Они опять поменялись местами, и Мэй смазала последний сухой участок, открытый низким вырезом майки, — между лопаток.
— Ты уже обедала?
— Ещё нет.
— Тебе через сорок минут заступать. Сходи пообедай. Скажешь мне, с чем сегодня картошка.
Ей хотелось поцеловать его, но она удержалась. Даже волосы не взъерошила — ласкаться, в присутствии стриги на борту, не могла. Даже когда стрига спал.
Так что она просто кивнула и пошла на камбуз.
Малой перешел с Bonnie Boat на Dainty Davie — ага, это он воткнул в ухо «ракушку» и подпевает… Десперадо похрапывал в каюте — а стрига спал тихо. Как покойник. Бедняга Десперадо, не повезло с напарничком. И… вообще не повезло.
— Что у нас на обед? То есть, я хотела сказать — какая картошка у нас на обед?
Кен беспомощно улыбнулся и развел руками:
— Печёная.
Он приоткрыл дверцу гриля и показал серебристые шарики. На шпажках вертелись сосиски, уже румяные по краям разрезов.
…А дальше? — подумала она. Что будет дальше? Что будет, когда они убьют всех, кто должен быть убит? У Энеуша какие-то туманные планы, новая организация и все такое… Забавно было бы — они шестеро во главе подполья. Сложно представить. Скорее всего, нас убьют раньше.
Впервые её пугала смерть. Потерять Густава было тяжело. Потерять Энеуша… тяжело было даже думать.

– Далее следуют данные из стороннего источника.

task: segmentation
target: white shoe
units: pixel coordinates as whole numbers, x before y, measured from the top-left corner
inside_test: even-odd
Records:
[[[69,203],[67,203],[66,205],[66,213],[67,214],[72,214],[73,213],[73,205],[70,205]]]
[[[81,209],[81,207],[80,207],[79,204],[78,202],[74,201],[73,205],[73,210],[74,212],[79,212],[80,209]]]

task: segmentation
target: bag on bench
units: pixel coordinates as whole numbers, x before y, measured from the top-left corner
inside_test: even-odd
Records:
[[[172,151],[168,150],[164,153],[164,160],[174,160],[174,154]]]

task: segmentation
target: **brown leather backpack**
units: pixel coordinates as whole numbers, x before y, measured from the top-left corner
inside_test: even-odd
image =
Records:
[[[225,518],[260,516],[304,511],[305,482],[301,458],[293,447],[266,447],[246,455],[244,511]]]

Она не могла называть его Анджеем. Не вязалось к нему это имя. Вернее, Анджеем был тот худой мальчишка, замкнутый до того, что порой Мэй сомневалась — а не аутик ли он часом? Со временем, правда, выяснилось, что интеллектуальный столбняк накатывает на него лишь в её присутствии. В додзё он занимался как-то остервенело, выжимая из себя всё. А Ростбифа, похоже, боготворил.
А теперь он вырос, исполнился покоряющей рыцарственности, потерял Ростбифа и вроде бы нашел бога. В любом случае, это был не тот Анджей. Или — того Анджея она тогда не заметила?